John MacLeod

Medal record

Men's slalom canoeing

Representing Great Britain

World Championships

= John MacLeod (canoeist) =

British retired slalom canoeist (born 1947)

John Arthur Torquil G. MacLeod (born 31 March 1947) is a British retired slalom canoeist who competed in the 1960s and the 1970s. He won a silver medal in the K-1 team event at the 1969 ICF Canoe Slalom World Championships in Bourg St.-Maurice.

MacLeod finished 30th in the K-1 event at the 1972 Summer Olympics in Munich.

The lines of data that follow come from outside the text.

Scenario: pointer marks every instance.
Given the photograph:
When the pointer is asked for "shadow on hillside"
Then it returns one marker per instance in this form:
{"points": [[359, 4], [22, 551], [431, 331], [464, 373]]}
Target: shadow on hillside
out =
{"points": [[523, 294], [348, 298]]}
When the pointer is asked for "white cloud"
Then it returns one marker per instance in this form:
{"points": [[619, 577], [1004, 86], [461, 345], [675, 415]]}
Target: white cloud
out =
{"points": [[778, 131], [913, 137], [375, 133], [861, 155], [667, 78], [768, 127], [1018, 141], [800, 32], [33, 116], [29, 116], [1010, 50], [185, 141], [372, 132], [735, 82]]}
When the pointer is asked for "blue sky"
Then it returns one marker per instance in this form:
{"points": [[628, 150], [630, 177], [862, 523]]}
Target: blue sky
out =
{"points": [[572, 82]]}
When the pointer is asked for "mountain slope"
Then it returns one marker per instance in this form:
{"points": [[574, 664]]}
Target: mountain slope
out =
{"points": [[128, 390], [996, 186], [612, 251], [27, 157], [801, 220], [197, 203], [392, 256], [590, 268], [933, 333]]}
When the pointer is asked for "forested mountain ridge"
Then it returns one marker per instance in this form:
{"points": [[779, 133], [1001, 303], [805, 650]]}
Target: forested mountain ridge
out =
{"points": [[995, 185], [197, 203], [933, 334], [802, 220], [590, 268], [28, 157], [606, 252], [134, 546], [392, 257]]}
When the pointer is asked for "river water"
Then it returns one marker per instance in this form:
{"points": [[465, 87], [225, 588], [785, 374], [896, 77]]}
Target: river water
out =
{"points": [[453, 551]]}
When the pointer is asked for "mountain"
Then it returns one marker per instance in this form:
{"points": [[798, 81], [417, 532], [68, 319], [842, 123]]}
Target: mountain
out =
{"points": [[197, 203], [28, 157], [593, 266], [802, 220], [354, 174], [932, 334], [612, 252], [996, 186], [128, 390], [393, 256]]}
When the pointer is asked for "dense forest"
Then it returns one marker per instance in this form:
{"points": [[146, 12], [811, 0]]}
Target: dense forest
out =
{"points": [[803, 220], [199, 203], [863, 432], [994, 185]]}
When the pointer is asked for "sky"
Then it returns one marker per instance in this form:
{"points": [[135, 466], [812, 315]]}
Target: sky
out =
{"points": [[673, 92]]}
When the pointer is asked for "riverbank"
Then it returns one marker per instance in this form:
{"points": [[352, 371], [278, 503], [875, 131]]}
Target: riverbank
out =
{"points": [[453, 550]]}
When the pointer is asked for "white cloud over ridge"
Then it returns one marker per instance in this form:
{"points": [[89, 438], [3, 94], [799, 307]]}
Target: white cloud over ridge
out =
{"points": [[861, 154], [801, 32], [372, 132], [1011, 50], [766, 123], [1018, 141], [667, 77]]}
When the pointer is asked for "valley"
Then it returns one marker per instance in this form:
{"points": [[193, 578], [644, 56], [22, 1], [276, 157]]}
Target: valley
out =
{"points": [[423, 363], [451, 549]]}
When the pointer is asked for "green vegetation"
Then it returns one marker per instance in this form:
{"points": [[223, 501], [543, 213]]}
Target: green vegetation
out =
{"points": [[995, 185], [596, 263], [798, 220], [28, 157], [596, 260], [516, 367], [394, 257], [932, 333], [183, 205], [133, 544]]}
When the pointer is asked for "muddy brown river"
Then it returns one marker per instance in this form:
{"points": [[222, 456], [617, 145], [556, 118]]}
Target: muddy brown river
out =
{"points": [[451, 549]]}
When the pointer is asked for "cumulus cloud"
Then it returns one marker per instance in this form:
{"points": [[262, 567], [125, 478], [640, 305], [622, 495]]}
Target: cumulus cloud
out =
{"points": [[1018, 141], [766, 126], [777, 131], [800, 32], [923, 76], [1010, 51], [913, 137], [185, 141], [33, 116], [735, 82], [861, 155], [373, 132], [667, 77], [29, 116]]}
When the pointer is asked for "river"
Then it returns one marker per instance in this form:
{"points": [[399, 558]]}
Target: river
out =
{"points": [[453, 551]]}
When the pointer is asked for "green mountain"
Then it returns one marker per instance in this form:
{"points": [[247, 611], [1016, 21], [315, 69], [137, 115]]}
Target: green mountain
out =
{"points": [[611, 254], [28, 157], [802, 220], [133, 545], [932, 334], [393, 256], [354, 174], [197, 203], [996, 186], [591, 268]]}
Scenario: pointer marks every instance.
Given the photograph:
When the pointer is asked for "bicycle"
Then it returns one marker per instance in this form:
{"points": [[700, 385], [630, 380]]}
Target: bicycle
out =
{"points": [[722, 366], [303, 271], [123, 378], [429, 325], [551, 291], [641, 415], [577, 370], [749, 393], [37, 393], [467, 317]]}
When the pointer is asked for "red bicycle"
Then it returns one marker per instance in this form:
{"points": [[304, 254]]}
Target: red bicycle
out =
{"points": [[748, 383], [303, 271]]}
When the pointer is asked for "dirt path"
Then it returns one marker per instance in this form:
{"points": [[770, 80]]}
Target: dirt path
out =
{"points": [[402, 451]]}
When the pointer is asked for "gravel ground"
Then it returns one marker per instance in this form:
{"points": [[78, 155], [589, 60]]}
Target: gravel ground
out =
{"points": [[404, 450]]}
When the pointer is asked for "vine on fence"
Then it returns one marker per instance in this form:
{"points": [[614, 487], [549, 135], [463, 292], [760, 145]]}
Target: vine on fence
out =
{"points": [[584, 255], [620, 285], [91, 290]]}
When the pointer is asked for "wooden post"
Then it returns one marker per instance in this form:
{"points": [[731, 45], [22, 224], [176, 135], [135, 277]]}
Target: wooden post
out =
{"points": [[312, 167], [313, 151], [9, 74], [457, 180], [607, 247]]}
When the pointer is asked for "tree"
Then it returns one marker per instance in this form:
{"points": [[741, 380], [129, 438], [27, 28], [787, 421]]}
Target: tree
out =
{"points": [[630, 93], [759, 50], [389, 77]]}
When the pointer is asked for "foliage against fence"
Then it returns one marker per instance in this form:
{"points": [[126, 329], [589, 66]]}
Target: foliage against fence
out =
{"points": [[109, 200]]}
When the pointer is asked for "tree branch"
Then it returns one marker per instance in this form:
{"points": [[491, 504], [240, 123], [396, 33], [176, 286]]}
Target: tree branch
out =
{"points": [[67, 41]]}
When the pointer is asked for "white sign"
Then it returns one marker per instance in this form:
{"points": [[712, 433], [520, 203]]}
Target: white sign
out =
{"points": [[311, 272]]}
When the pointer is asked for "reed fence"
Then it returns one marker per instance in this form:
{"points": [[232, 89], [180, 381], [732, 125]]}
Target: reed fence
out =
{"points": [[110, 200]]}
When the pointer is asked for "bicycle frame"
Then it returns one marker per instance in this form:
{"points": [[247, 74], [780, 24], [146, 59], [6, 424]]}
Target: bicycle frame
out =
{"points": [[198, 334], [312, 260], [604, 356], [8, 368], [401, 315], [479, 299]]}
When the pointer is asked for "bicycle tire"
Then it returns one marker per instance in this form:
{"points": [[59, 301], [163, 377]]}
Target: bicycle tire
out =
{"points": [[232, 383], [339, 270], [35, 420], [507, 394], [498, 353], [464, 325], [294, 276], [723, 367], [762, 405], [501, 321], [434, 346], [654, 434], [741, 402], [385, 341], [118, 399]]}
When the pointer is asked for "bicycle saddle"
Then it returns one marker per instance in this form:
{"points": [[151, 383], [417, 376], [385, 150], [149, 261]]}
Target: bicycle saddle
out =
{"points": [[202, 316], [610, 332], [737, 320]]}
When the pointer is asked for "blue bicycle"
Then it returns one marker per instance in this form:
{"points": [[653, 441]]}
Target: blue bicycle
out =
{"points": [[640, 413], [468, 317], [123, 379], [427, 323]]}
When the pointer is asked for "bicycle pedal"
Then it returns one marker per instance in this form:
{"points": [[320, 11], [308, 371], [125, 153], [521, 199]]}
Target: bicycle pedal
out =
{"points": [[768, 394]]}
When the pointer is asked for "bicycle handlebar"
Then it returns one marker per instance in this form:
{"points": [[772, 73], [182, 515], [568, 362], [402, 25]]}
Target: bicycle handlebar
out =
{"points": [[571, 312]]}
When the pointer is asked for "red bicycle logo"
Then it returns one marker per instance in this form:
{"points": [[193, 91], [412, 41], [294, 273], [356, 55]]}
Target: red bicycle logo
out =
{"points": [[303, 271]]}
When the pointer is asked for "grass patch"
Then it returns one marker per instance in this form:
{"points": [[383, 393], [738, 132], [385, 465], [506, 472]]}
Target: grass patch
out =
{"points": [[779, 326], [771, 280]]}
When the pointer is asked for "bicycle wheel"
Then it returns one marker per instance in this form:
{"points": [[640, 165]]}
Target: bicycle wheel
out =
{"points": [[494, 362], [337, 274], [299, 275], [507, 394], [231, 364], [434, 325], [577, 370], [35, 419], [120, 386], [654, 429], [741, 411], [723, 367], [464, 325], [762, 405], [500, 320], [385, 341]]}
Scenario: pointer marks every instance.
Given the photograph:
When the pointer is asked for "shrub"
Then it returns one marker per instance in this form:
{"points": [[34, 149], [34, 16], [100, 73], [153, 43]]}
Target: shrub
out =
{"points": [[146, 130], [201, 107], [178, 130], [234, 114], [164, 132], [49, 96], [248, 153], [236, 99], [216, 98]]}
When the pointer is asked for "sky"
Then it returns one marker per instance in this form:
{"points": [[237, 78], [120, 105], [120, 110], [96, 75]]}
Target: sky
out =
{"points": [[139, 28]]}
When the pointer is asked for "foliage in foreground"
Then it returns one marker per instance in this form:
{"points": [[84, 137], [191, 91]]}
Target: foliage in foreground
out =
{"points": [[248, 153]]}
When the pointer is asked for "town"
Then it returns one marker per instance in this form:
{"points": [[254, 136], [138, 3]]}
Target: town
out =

Having coached Junior athletes for two years John very successfully coached senior GB team kayaks from 1979 to 1981 followed by two years as senior GB team chief coach culminating in 7 medals being won by GB Team at the 1983 World Championships. In 1989 John was appointed Manager to the senior team and worked through to the Barcelona Olympic Games and beyond, all voluntary. By 1999 he had left teaching and was appointed as paid full-time Manager to GB teams, later focusing on senior and Olympic teams management. Within his coaching and management years 8 world championship gold medals have been awarded to GB team. In 2009 he was appointed as Canoe Manager for the London 2012 Olympic Games, responsible for both Canoe Sprint and Canoe Slalom, both events being extremely successful. John has been a key player in design and commissioning of both Nottingham (1987) and Lee Valley (2011) canoe slalom courses.